For us, the former Enduro was a bit short and high for our liking, so the customary “longer, lower, slacker” moniker has come as a welcome change for us. The cable routing has also been cleaned up, especially around the bottom bracket area to prevent cable rub.
Perhaps the most noticeable visual change is the SWAT box that’s been machined into the downtube. It’s easy to joke about rotten banana skins and being “full enduro” but use it and you’ll see how useful a feature it really is.

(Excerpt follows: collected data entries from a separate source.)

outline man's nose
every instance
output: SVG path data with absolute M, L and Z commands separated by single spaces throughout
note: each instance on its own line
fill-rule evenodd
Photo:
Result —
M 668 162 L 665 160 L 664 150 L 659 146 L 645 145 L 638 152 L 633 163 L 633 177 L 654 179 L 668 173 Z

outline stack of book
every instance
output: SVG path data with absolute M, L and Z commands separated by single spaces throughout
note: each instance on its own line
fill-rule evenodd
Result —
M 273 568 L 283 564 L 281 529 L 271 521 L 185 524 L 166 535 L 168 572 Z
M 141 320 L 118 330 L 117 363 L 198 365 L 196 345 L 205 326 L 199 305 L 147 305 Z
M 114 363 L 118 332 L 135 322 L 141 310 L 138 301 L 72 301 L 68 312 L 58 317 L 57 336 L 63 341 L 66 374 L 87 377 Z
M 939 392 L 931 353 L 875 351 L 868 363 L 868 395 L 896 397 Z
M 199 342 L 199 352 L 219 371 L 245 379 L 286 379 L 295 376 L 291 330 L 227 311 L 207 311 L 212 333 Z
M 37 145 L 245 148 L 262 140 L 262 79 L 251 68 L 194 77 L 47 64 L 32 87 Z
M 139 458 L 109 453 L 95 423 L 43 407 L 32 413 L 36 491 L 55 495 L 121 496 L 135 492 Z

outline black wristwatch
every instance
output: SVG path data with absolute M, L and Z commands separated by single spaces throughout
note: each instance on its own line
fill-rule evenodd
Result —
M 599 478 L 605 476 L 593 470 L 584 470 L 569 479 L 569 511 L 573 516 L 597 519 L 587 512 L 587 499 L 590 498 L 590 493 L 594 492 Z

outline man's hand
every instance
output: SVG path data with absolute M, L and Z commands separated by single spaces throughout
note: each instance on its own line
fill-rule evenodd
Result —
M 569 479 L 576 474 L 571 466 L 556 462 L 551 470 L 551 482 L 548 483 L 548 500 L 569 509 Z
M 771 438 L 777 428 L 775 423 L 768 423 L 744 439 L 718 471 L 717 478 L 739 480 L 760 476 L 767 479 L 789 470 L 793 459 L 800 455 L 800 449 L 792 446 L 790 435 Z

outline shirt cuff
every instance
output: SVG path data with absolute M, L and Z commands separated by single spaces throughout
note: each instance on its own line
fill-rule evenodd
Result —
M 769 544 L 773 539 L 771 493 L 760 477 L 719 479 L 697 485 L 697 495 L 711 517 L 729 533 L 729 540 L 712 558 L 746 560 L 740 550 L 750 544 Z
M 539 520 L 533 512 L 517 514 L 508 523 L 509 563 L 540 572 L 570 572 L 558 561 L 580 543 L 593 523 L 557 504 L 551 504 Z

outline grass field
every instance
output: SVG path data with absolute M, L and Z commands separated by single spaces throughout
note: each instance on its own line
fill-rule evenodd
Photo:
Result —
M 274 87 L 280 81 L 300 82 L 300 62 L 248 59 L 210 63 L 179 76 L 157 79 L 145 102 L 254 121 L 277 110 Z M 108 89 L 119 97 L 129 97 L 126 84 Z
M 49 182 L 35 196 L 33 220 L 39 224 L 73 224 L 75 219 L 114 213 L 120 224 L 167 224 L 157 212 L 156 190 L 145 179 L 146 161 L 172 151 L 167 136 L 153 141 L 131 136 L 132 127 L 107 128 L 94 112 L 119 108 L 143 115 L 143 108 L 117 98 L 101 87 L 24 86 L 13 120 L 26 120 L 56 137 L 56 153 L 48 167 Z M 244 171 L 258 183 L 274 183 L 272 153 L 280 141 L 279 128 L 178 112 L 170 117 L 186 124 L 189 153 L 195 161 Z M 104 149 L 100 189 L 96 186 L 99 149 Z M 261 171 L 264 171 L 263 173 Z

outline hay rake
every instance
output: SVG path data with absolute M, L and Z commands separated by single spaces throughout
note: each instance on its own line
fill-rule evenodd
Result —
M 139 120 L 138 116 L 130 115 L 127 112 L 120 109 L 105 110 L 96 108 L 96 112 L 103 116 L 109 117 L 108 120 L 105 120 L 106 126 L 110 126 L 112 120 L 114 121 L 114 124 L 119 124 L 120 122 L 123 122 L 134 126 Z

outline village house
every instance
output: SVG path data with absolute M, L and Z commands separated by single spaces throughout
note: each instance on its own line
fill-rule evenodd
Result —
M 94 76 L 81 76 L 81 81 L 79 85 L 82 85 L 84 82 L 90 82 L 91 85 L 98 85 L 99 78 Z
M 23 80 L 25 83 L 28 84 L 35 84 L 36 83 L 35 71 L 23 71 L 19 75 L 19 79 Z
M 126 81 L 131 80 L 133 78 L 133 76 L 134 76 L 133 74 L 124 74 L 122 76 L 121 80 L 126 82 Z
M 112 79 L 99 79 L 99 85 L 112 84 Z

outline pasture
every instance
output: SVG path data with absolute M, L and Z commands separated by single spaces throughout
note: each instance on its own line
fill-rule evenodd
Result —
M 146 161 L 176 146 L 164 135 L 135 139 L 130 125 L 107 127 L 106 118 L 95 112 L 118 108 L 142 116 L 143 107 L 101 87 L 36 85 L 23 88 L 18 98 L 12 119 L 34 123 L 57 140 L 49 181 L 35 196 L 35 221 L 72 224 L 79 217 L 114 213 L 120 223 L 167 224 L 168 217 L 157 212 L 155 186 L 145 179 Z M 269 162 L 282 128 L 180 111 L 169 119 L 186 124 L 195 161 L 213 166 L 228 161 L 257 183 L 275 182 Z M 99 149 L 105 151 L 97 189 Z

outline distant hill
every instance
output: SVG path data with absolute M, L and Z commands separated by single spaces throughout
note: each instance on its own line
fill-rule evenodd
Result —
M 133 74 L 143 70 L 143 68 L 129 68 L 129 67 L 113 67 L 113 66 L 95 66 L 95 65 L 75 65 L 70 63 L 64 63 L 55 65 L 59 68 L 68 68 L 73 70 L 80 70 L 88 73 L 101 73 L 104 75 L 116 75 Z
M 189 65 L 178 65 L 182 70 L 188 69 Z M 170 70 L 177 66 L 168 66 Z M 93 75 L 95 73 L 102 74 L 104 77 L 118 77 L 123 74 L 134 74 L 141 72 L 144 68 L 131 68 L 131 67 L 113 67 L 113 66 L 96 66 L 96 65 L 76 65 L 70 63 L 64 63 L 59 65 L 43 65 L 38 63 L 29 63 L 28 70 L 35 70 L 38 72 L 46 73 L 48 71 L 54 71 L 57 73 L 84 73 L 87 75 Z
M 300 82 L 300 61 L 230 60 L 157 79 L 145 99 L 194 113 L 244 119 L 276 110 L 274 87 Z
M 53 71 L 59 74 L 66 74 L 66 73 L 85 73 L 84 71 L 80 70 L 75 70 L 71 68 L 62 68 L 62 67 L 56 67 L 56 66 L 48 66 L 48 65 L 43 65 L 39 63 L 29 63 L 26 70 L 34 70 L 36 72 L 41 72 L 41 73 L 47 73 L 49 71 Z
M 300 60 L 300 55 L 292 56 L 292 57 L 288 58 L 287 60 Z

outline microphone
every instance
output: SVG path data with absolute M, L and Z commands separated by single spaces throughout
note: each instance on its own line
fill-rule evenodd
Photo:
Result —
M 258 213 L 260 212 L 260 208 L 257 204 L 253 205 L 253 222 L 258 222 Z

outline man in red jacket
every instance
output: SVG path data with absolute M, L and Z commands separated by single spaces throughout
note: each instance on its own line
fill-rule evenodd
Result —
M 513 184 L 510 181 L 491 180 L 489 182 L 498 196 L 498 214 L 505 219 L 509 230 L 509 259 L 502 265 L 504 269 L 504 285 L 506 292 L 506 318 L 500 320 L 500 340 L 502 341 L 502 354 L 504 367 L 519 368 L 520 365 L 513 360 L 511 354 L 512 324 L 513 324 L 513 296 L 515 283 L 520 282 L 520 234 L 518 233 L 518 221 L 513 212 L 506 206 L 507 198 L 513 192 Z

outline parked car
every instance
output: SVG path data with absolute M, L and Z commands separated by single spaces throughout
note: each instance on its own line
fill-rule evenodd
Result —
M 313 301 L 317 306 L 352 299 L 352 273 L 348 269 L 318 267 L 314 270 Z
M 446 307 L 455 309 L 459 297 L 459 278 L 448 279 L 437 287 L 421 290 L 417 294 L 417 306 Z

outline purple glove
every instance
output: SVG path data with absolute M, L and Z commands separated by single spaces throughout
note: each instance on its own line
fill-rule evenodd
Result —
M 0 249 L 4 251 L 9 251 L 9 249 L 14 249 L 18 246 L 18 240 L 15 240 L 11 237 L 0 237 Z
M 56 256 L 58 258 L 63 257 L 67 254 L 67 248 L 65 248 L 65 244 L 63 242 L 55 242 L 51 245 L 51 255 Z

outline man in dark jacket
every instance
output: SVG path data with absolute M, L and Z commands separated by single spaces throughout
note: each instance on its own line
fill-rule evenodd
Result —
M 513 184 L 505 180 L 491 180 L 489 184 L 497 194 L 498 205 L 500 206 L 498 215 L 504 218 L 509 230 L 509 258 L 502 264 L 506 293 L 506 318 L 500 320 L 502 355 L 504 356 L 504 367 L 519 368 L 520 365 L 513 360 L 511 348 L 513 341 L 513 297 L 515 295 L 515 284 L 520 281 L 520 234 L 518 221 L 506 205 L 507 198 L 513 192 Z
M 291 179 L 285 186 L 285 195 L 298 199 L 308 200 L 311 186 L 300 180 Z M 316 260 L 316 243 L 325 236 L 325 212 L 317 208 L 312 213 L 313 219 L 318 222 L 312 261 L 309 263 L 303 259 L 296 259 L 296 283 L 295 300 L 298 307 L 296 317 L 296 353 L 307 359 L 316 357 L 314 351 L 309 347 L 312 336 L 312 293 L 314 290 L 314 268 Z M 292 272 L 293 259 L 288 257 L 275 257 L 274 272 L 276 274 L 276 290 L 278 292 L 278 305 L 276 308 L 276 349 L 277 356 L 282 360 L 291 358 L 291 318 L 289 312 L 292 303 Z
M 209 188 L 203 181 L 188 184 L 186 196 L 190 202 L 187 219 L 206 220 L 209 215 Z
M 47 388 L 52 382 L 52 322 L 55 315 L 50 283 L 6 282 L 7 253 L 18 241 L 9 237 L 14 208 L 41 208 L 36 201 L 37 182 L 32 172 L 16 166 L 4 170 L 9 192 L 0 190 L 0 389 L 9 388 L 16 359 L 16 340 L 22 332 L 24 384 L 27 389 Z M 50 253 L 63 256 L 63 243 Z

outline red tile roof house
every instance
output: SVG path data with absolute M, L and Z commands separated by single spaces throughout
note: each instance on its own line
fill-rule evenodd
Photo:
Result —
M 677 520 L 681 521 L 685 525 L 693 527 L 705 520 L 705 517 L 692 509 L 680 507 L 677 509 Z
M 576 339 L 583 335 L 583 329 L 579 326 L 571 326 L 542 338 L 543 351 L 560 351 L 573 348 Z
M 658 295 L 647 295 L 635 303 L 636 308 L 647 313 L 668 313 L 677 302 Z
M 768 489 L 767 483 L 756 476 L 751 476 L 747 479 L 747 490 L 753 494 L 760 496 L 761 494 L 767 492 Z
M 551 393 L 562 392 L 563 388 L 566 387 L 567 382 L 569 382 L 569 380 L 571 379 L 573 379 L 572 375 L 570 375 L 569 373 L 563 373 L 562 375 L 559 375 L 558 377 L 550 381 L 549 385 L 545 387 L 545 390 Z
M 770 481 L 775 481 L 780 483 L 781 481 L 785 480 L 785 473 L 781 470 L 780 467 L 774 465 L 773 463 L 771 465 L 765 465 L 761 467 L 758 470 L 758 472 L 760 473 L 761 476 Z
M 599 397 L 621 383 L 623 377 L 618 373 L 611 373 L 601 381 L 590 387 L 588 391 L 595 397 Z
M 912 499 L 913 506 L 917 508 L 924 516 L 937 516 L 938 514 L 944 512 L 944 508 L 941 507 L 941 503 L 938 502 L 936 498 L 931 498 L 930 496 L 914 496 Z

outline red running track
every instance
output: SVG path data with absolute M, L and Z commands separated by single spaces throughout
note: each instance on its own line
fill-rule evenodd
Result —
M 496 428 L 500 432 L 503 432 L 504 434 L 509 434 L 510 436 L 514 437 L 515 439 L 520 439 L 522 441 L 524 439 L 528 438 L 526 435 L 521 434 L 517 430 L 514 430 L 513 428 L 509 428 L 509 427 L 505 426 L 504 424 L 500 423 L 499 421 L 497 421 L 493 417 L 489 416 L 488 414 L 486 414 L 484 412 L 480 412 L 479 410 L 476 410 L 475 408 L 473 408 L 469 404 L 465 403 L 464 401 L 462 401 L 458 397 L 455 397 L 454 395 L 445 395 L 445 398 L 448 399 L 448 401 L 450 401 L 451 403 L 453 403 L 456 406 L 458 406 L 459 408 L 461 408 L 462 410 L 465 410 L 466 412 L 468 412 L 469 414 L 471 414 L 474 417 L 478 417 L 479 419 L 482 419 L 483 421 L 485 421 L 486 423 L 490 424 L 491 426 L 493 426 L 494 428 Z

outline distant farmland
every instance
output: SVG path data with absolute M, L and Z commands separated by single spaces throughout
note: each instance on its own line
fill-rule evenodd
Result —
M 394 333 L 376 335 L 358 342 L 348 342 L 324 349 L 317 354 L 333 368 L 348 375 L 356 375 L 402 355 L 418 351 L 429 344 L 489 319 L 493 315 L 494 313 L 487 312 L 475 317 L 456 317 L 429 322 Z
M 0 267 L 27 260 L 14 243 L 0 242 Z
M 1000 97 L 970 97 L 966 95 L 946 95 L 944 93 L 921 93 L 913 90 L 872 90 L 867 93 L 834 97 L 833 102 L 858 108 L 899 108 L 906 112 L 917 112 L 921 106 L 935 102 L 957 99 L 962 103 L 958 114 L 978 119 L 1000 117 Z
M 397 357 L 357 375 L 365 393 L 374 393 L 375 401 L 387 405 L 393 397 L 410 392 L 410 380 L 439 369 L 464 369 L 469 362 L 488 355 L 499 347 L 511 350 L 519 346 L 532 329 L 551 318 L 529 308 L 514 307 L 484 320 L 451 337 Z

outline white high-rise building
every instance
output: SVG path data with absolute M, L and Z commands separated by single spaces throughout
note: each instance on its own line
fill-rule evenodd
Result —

The componentry is really solid here. This is Specialized’s first bike to feature the Eagle drivetrain and it really compliments the churn-up-pin-down nature of the beast, it’s also the first Specialized model range for all the bikes to have 1x (at least) 11. Traverse 30mm wheels are on all bikes but the higher price bikes get the carbon versions. Rubber is Specialized’s own Butcher/Slaughter grid combo. All bikes have the excellent Guide brakes, own brand 780mm bar, the superb Command post (which was shimmed out to 34mm so news on the way there).
“Tearing through the undergrowth, munching up root, this hauntingly capable bike has to be ridden to be believed.”
So, why have we picked the 29 when the 650b is slacker, lower and has more travel? For starters, you can’t get the Ohlins suspension with the smaller wheels. For us the Ohlins fork is suppler than the Lyrik and the STX damper offers more progression than its RockShox equivalent. It seems a shame it’s not included on both bikes as it’s a real selling point for us. Our one criticism is that we’d like a firmer setting for climbing on the shock. There was slightly too much rear bias on long grinds for us.